Michèle Detaille, présidente de la Fedil. (Photo: Matic Zorman / Archives)

Michèle Detaille, présidente de la Fedil. (Photo: Matic Zorman / Archives)

Que nous réserve 2020? Paperjam s’est risqué à l’exercice de la prospective avec le concours d’experts de différents secteurs de l’économie, de la finance et de la société civile. En ouverture de cette série, Michèle Detaille évoque un triptyque essentiel pour l’avenir du pays.

Soucieuse de rester sur le terrain des entreprises que je représente en tant que présidente de la Fedil, je me permets de limiter mes propos sur la modernité aux thèmes que nous traitons prioritairement dans notre organisation, à savoir les talents, la transformation digitale et la transition énergétique.

Placer le Grand-Duché sur la voie de la modernité signifie, entre autres, que notre pays devra faire preuve de progrès sur un tas de chantiers qui ont trait à ces sujets prioritaires. Je voudrais aborder ici quelques-uns de ces chantiers et proposer des façons de progresser.

En relation avec les talents

La modernité est souvent une expression de progrès technologique. Le progrès technologique repose sur des efforts de recherche, de développement et, finalement, sur l’innovation. Notre société aura besoin de scientifiques, d’ingénieurs, de techniciens, d’informaticiens et d’entrepreneurs pour accélérer ce progrès, tout en répondant aux grands défis de notre époque.

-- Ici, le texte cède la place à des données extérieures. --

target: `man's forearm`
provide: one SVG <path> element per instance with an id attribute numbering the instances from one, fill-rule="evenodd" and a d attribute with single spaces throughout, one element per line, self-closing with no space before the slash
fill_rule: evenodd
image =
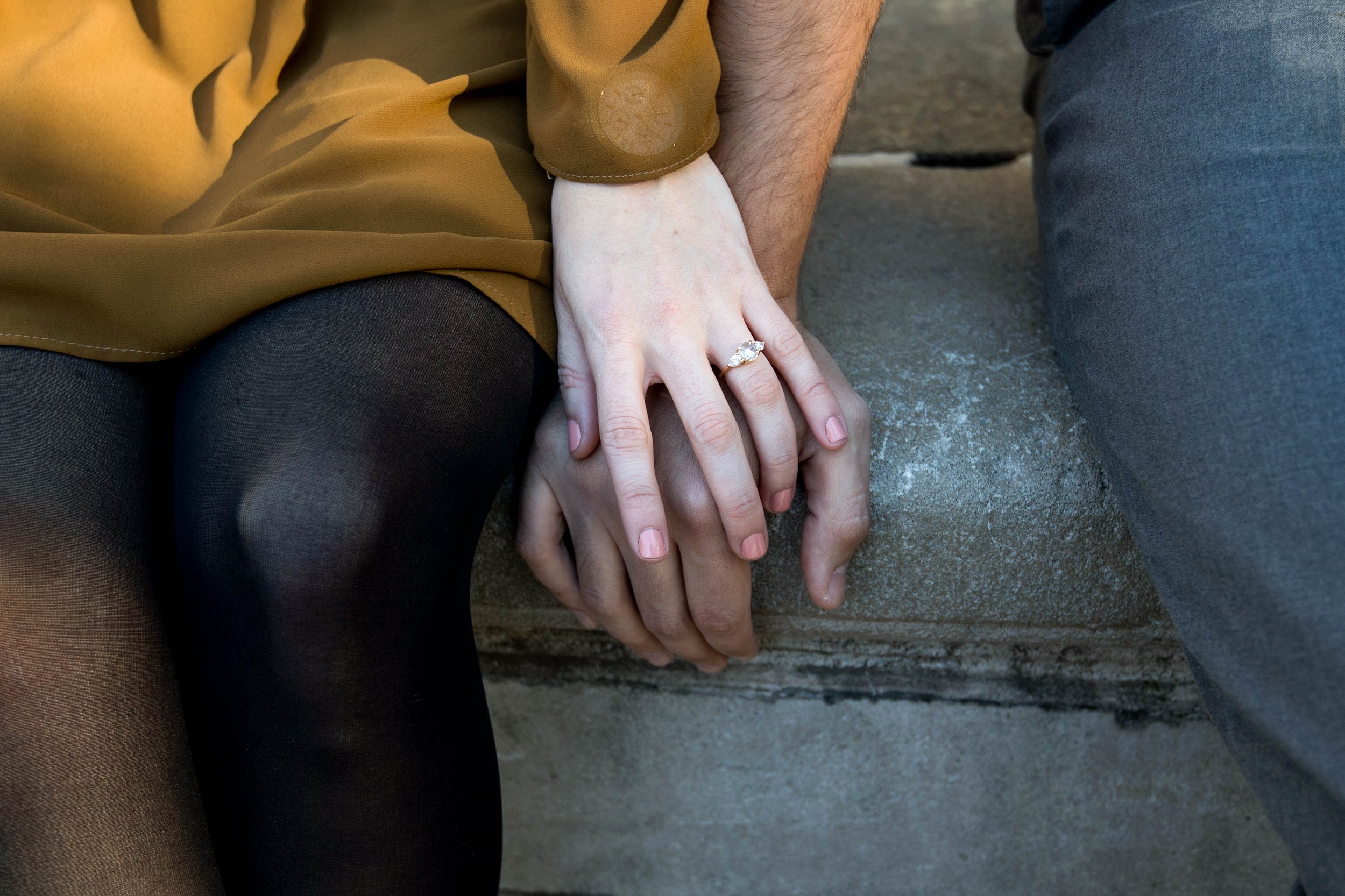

Pour motiver les jeunes à suivre des carrières dans les domaines précités, il faut arriver à leur donner le goût des technologies, faire naître un sentiment de responsabilité et un désir de relever les défis les concernant directement. Cela passera aussi bien par la curiosité innée que par une réelle motivation à contri­buer­ au développement de solutions aux problématiques actuelles et futures.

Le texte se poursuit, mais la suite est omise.